La Banque nationale suisse (BNS) maintient sans surprise le cap de sa politique monétaire, cinq mois après l'abolition du taux plancher. Sous le feu des critiques, l'institut d'émission continue de tabler sur un affaiblissement du franc.
L'évolution de l'économie helvétique depuis l'abandon du cours plancher est dans l'ensemble conforme aux attentes de la BNS, a déclaré son président Thomas Jordan jeudi devant les médias à Berne.
'Du fait des changements survenus dans l'environnement international et de la forte divergence des politiques monétaires menées dans les principales zones monétaires, le taux plancher n'était plus une mesure durable', a-t-il rappelé.
Confrontée à une situation 'extrêmement complexe' sur les marchés internationaux, la BNS était consciente que la suppression du cours plancher allait affaiblir l'économie suisse, a affirmé Thomas Jordan. A ses yeux, le maintien du taux plancher de 1,20 franc pour un euro aurait toutefois eu des conséquences bien plus graves.
BNS prête à intervenir
Afin de remédier à cette situation difficile, la banque centrale est prête à intervenir sur le marché des changes et elle applique un taux d'intérêt négatif. L'objectif consiste à réduire la pression à la hausse sur le franc qui devrait s'affaiblir sur la durée.
La BNS entend dans un premier temps maintenir le niveau de taux actuel et observer attentivement l'impact de ces mesures. 'Dans la conduite de notre politique monétaire, nous sommes allés très loin par rapport aux autres pays', a fait remarquer Thomas Jordan, rappelant que 'le franc est dans l'ensemble nettement surévalué'.
Le président de la BNS se dit conscient que la situation sur le marché des changes pèse lourdement sur les entreprises exportatrices, le tourisme et les branches fortement exposées à la concurrence des importations.
Pas de solution idéale
'Dans le contexte actuel, il n'existe malheureusement pas de solution idéale qui absorberait tous les chocs extérieurs. Notre économie devra inévitablement affronter une période difficile', conclut Thomas Jordan.
Les milieux économiques ne cachent pas leur inquiétude face aux signes de détérioration de la conjoncture.
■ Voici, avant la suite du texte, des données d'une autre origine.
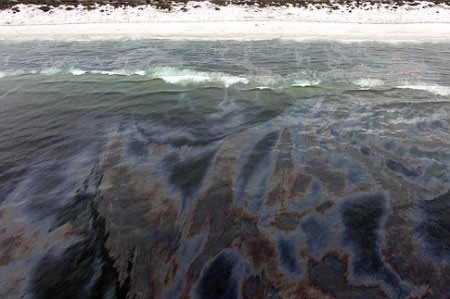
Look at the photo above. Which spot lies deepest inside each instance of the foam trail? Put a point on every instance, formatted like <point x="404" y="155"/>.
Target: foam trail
<point x="436" y="89"/>
<point x="368" y="83"/>
<point x="305" y="83"/>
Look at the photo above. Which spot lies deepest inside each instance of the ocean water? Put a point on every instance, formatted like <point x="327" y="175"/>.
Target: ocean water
<point x="224" y="169"/>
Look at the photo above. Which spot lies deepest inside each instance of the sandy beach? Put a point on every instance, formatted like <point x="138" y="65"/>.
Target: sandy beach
<point x="204" y="20"/>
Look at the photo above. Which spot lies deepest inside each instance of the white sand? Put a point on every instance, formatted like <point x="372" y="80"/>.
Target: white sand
<point x="203" y="21"/>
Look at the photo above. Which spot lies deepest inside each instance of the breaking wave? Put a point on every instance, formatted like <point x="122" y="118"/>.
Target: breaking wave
<point x="185" y="77"/>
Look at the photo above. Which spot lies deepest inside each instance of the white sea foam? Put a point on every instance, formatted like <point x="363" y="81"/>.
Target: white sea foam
<point x="368" y="82"/>
<point x="184" y="76"/>
<point x="436" y="89"/>
<point x="77" y="72"/>
<point x="305" y="83"/>
<point x="50" y="71"/>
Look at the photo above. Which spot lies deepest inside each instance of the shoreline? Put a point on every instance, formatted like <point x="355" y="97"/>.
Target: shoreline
<point x="204" y="20"/>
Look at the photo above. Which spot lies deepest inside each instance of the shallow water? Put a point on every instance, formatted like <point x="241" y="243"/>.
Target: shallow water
<point x="224" y="169"/>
Pour mémoire, le produit intérieur brut (PIB) de la Suisse a reculé de 0,2% au premier trimestre.
En cas de maintien d'un euro autour de 1,05 franc, quelque 30'000 emplois pourraient passer à la trappe, s'est alarmé récemment le président de l'Union patronale suisse (UPS) Valentin Vogt.
Passivité 'inacceptable'
La passivité de la BNS est 'inacceptable', a réagi dans un communiqué l'Union syndicale suisse. 'L'USS attend de la BNS qu'elle ramène une fois pour toutes le franc à un niveau supportable qui protège les salaires et les emplois'.
La Banque nationale a défendu son action pour lutter contre l'appréciation du franc. Six mois après l'introduction du taux d'intérêt négatif, la mesure produit les effets escomptés sur les marchés de l'argent et des capitaux, a relevé Fritz Zurbrügg, membre de la direction générale de la BNS.
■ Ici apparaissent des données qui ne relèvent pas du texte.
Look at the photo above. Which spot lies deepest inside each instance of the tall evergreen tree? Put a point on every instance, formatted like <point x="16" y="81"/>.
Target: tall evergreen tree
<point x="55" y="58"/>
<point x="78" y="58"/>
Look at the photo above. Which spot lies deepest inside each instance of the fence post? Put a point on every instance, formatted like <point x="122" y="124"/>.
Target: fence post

La BNS prévoit toujours une croissance du PIB de près de 1% en 2015. L’amélioration de la conjoncture internationale devrait permettre à l’économie suisse de renouer avec la croissance au second semestre, estime la banque centrale. Ce qui devrait amortir quelque peu le choc résultant de la force du franc.
Incertitude grecque
L'évolution de l'économie mondiale est toutefois entachée de grandes incertitudes, le dossier grec en particulier. 'La situation en Grèce est désagréable pour la Suisse, on ne sait pas ce qui va se passer', a déclaré Thomas Jordan. Dans ce contexte, le franc est 'une valeur refuge'. En cas de sortie de la Grèce de la zone euro, la Banque nationale pourrait à nouveau être contrainte d'intervenir.
La banque centrale a maintenu la marge de fluctuation du Libor à trois mois entre -1,25% et -0,25%. Le taux d'intérêt appliqué aux avoirs en comptes de virement reste lui fixé à -0,75%. Pour l'année en cours, l'inflation annuelle devrait s'inscrire à -1%, au lieu de -1,1% anticipé en mars.
A l'issue de la conférence de presse, Thomas Jordan a tenu à remercier le vice-président Jean-Pierre Danthine, qui partira à la retraite à la fin du mois. Il sera remplacé par la Genevoise Andréa Maechler, première femme à siéger à la direction générale de la BNS. La vice-présidence sera assumée par Fritz Zurbrügg.